Jak podał w środę Urząd Miasta Krakowa, w ciągu 20 lat na program przeznaczono ponad 200 mln zł, dzięki którym podłączono do sieci ponad 1,5 tys. budynków mieszkalnych. Do tego 28 spółdzielni mieszkaniowych zdecydowało się na podpisanie umów kompleksowych, obejmujących większość lub całość swoich zasobów mieszkaniowych, zyskując tym samym preferencyjne warunki dofinansowania ze strony producentów ciepła.
Z puli 200 mln zł ok. 150 mln zł zostało przeznaczone na przyłączenie budynków i węzły cieplne, a ok. 50 mln zł - na dofinansowanie budowy instalacji wewnętrznych w mieszkaniach odbiorców.
Dalsza część artykułu pod materiałem wideo
Odbiorcami programu "Ciepła woda bez piecyka" są spółdzielnie oraz wspólnoty mieszkaniowe, których budynki są przyłączone do miejskiej sieci ciepłowniczej i korzystają z ciepła sieciowego do celów grzewczych, ale ciepłą wodę użytkową pozyskują w oparciu o indywidualne gazowe podgrzewacze wody, podgrzewacze elektryczne lub kotłownie gazowe.
Program realizują: krakowska elektrociepłownia PGE Energia Ciepła, skawińska elektrownia CEZ Skawina oraz Miejskie Przedsiębiorstwo Energetyki Cieplnej w Krakowie.
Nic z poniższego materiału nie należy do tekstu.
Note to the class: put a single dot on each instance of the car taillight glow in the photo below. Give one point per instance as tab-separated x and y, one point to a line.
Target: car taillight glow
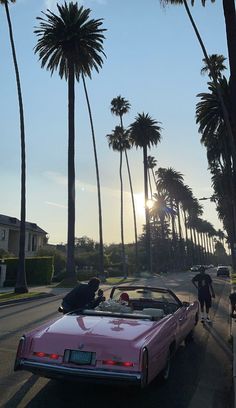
118	363
40	354
53	356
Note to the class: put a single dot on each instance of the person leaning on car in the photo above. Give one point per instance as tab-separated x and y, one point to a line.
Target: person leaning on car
83	295
203	282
Jego głównym celem jest poprawa bezpieczeństwa odbiorców ciepłej wody użytkowej i zapewnienie im codziennego komfortu w jej użytkowaniu.
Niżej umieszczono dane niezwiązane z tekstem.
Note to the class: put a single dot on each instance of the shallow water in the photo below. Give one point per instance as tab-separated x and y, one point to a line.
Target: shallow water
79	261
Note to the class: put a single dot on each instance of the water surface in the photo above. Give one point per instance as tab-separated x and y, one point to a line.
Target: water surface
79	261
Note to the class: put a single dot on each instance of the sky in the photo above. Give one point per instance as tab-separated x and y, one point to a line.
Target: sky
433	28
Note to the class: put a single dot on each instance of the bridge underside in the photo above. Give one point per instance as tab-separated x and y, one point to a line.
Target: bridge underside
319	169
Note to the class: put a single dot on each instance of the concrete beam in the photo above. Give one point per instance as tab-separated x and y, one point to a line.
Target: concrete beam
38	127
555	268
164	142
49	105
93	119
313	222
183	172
Ponad 25 tys. km sieci ciepłowniczej w Polsce
Z opublikowanych w połowie września danych GUS wynika, że w 2023 r. w Polsce przybyło 250 km sieci ciepłowniczych, a ich łączna długość sięgnęła 25,7 tys. km, z czego 96 proc. znajduje się w miastach. Sprzedaż energii cieplnej wyniosła 184,4 PJ. Na potrzeby ogrzewania budynków mieszkalnych sprzedaż wyniosła 145,6 PJ i było to o 4 proc. mniej niż w 2022 r.
W strukturze paliw wykorzystanych do produkcji ciepła sieciowego dominowały paliwa stałe - 60,7 proc., 36,7 proc. stanowiły paliwa gazowe.